Interitem Correlation Matrix
displays the correlation of each item with every other item
Usually each item has been coded as a dichotomous variable (correct (1) or incorrect (0))
Therefore, the interitem correlation matrix will be made up of phi coefficients
provides important information for increasing the test’s internal consistency.
drop items that dont correlate with other items measuring the same construct
Phi Coefficients
The results of correlating two dichotomous (having only 2 values) variables
Item Response Theory
estimates of the ability of test takers that is independent of the difficulty of the items presented as well as estimates of item difficulty and discrimination that are independent of the ability of the test takers.
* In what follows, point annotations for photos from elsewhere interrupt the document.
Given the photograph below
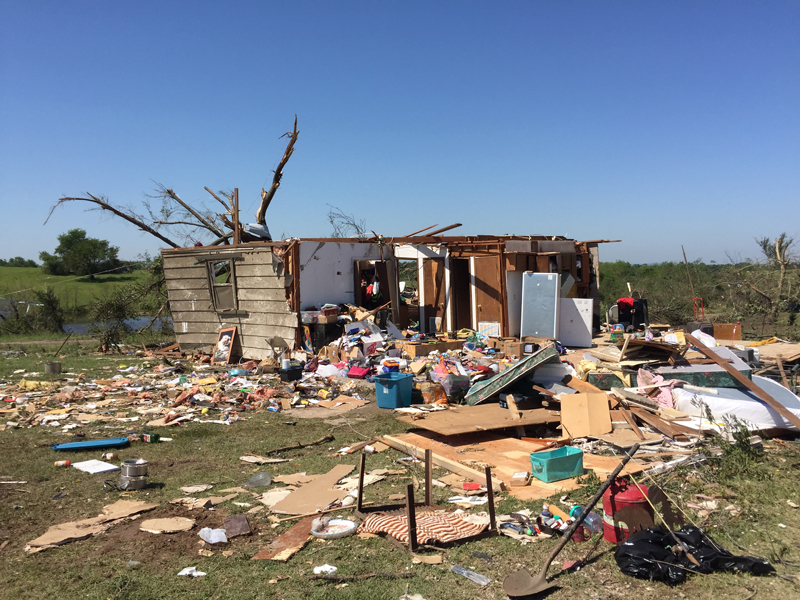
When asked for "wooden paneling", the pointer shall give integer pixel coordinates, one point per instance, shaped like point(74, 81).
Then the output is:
point(261, 295)
point(433, 291)
point(193, 272)
point(460, 293)
point(187, 284)
point(487, 289)
point(275, 294)
point(286, 319)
relates the performance of each item to a statistical estimate of the test taker’s ability on the construct being measured
Item Characteristic Curves
Part of Item response theory
the line that results when we graph the probability of answering an item correctly with the level of ability on the construct being measured.
provides a picture of the item’s difficulty and how well it discriminates high performers from low performers
Item Bias
when an item is easier for one group than for another group.